Pleine Vie
- Editor: Jeanne Thiriet
- Categories: Women's magazine; General interest magazine;
- Frequency: Monthly
- Founder: Antoine Adam
- Founded: 1981; 44 years ago
- Company: Mondadori
- Country: France
- Based in: Paris
- Language: French
- Website: Pleine Vie
- ISSN: 0753-2164

= Pleine Vie =

Monthly women's and general interest magazine in Paris, France

Pleine Vie (French: Full Life) is a French language monthly general interest and women's magazine published in Paris, France, since 1981.

==History and profile==
The magazine was established in 1981. The founder was Antoine Adam. It was renamed Pleine Vie in 1997. The magazine was part of Groupe Taitbout until July 1999 when it was acquired by the British media firm EMAP. The magazine had been published by Hachette Filipacchi until 2001 when it began to be published Quebecor World Inc.

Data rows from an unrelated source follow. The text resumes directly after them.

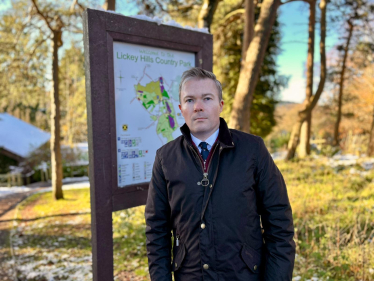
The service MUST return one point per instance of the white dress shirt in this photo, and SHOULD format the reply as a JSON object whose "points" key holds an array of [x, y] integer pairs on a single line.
{"points": [[210, 141]]}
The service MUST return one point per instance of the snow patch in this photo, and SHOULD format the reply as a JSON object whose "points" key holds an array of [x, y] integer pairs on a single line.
{"points": [[4, 191]]}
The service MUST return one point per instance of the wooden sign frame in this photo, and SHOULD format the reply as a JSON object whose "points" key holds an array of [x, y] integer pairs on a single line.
{"points": [[101, 29]]}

The current owner of Pleine Vie is Mondadori France, a subsidiary of the Italian media group Mondadori.

Pleine Vie is published monthly. The magazine offers articles towards women over 50s and is edited by Jeanne Thiriet.

==Circulation==
Pleine Vie sold 825,000 copies in 1998 and 823,000 copies in 1999. Its circulation rose to 1,021,000 copies in 2000 and to 1,083,980 copies in 2003.

In 2005 Pleine Vie sold 967,812 copies. In 2007 the circulation of the magazine was 913,000 copies. The magazine had a circulation of 854,000 copies in 2009 and 854,366 copies in 2010. Next year the magazine sold 843,647 copies. In 2012 the magazine had a circulation of 786,650 copies. In the period of 2013-2014 the circulation of the monthly was 786,515 copies, making it the second best-selling general interest magazine in France. Its circulation was 703,909 copies in 2014.